FairSearch - for the right result

Questions for Eric Schmidt

 In the coming days, Google Chairman Eric Schmidt will meet with European Competition Commissioner Margrethe Vestager to discuss the five-year-old antitrust investigation against Google. Reading Mr Schmidt’s recent speech in Berlin and more recent blogs, one has to come to the sad conclusion that the case remains at square one – at least from Google’s point of view as there appears no willingness on Google’s side to resolve the case outside the courts.
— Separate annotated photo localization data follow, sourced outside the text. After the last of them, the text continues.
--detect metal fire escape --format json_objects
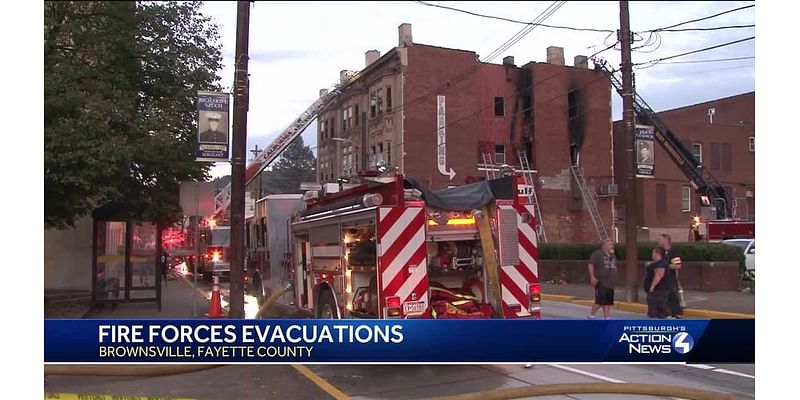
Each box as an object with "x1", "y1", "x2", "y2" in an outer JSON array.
[
  {"x1": 570, "y1": 164, "x2": 609, "y2": 242},
  {"x1": 213, "y1": 71, "x2": 360, "y2": 217},
  {"x1": 592, "y1": 57, "x2": 732, "y2": 219}
]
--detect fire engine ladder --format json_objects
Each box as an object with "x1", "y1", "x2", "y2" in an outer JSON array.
[
  {"x1": 591, "y1": 57, "x2": 732, "y2": 219},
  {"x1": 570, "y1": 164, "x2": 609, "y2": 242},
  {"x1": 481, "y1": 153, "x2": 497, "y2": 180},
  {"x1": 517, "y1": 151, "x2": 547, "y2": 243},
  {"x1": 213, "y1": 71, "x2": 360, "y2": 217}
]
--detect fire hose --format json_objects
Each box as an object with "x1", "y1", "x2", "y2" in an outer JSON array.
[
  {"x1": 422, "y1": 383, "x2": 743, "y2": 400},
  {"x1": 44, "y1": 285, "x2": 293, "y2": 377}
]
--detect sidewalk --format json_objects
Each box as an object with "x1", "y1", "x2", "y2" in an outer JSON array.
[
  {"x1": 541, "y1": 282, "x2": 754, "y2": 316},
  {"x1": 84, "y1": 275, "x2": 210, "y2": 319}
]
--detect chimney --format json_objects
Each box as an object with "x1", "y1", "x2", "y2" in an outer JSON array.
[
  {"x1": 503, "y1": 56, "x2": 515, "y2": 66},
  {"x1": 319, "y1": 89, "x2": 329, "y2": 98},
  {"x1": 574, "y1": 55, "x2": 588, "y2": 69},
  {"x1": 365, "y1": 50, "x2": 381, "y2": 67},
  {"x1": 546, "y1": 46, "x2": 565, "y2": 66},
  {"x1": 340, "y1": 69, "x2": 351, "y2": 82},
  {"x1": 398, "y1": 23, "x2": 413, "y2": 47}
]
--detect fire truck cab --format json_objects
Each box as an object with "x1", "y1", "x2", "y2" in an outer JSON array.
[{"x1": 288, "y1": 174, "x2": 541, "y2": 320}]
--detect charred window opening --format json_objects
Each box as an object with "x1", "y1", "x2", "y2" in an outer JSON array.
[
  {"x1": 568, "y1": 89, "x2": 580, "y2": 120},
  {"x1": 523, "y1": 95, "x2": 532, "y2": 119},
  {"x1": 567, "y1": 88, "x2": 585, "y2": 166}
]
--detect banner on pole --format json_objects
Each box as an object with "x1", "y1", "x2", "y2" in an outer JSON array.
[
  {"x1": 635, "y1": 124, "x2": 655, "y2": 178},
  {"x1": 196, "y1": 91, "x2": 231, "y2": 162}
]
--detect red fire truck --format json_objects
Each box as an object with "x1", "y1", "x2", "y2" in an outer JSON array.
[
  {"x1": 272, "y1": 173, "x2": 541, "y2": 320},
  {"x1": 691, "y1": 216, "x2": 755, "y2": 242}
]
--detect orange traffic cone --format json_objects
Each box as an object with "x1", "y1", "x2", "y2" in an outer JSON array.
[{"x1": 205, "y1": 275, "x2": 225, "y2": 318}]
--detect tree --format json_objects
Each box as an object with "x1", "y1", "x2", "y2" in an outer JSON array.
[
  {"x1": 259, "y1": 137, "x2": 317, "y2": 194},
  {"x1": 45, "y1": 1, "x2": 222, "y2": 229}
]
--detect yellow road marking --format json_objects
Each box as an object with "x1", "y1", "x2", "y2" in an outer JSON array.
[
  {"x1": 45, "y1": 394, "x2": 195, "y2": 400},
  {"x1": 292, "y1": 365, "x2": 350, "y2": 400}
]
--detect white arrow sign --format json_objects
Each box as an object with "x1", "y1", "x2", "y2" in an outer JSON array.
[{"x1": 436, "y1": 95, "x2": 456, "y2": 180}]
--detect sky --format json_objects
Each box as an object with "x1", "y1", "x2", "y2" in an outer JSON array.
[{"x1": 201, "y1": 1, "x2": 755, "y2": 178}]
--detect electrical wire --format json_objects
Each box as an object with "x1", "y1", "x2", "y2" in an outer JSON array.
[
  {"x1": 633, "y1": 36, "x2": 754, "y2": 66},
  {"x1": 413, "y1": 1, "x2": 614, "y2": 33},
  {"x1": 386, "y1": 1, "x2": 566, "y2": 116},
  {"x1": 648, "y1": 4, "x2": 754, "y2": 32},
  {"x1": 642, "y1": 56, "x2": 754, "y2": 65}
]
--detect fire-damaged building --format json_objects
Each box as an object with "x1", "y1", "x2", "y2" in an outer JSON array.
[
  {"x1": 613, "y1": 92, "x2": 755, "y2": 242},
  {"x1": 316, "y1": 23, "x2": 615, "y2": 243}
]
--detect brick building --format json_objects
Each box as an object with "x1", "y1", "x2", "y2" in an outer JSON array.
[
  {"x1": 612, "y1": 92, "x2": 755, "y2": 242},
  {"x1": 316, "y1": 23, "x2": 615, "y2": 243}
]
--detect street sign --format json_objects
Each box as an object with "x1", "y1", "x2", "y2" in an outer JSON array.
[{"x1": 196, "y1": 91, "x2": 231, "y2": 162}]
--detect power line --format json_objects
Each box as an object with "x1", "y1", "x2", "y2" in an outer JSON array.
[
  {"x1": 633, "y1": 36, "x2": 754, "y2": 66},
  {"x1": 649, "y1": 4, "x2": 754, "y2": 32},
  {"x1": 413, "y1": 1, "x2": 615, "y2": 33},
  {"x1": 388, "y1": 1, "x2": 566, "y2": 116},
  {"x1": 647, "y1": 55, "x2": 754, "y2": 65},
  {"x1": 659, "y1": 24, "x2": 754, "y2": 32}
]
Fairsearch has put together the following series of fundamental questions that Mr Schmidt might like to finally answer during his stay in Brussels:

  • Google’s dominance: Do you agree that your longstanding 90+% market share and other factors that protect your powerful market position mean that you are dominant in online search, and therefore carry special obligations to ensure fair competition under EU antitrust law?
  • Google’s search manipulation: Why does Google give preference to its own products and services over those of rivals? Does Google believe it has a right under the law to do that? Is that not anti-competitive?
  • Consumer harm: Are Google’s own services by nature the best and the most helpful to consumers, which could justify that only Google’s own vertical search services appear prominently on the first Google search results page? A FT study found on the contrary that consumers pay higher prices as a result of Google promoting its own products and demoting rival services, see FT article “Google criticised as product listing adverts push up prices” in the Financial Times, Sun 24 November 2013
  • Data scale: Does walling off data and blocking competitors from gaining data scale give Google a competitive advantage?
  • Google’s expansion into other areas: Is it appropriate for a heavily dominant company to undertake activities which leverage its huge dominance from one market into another?
  • Time for a Statement of Objections?  Don’t you agree that after three years of settlement talks in which Google never once put forward a proposal that would have ended its market abuse, a meaningful voluntary settlement is a hopeless exercise?
  • The proposed remedy: Would it be a huge problem if the European Commission moves to a principle-based equal treatment remedy, because that is the only thing that is future-proof. How would you think that can be formulated?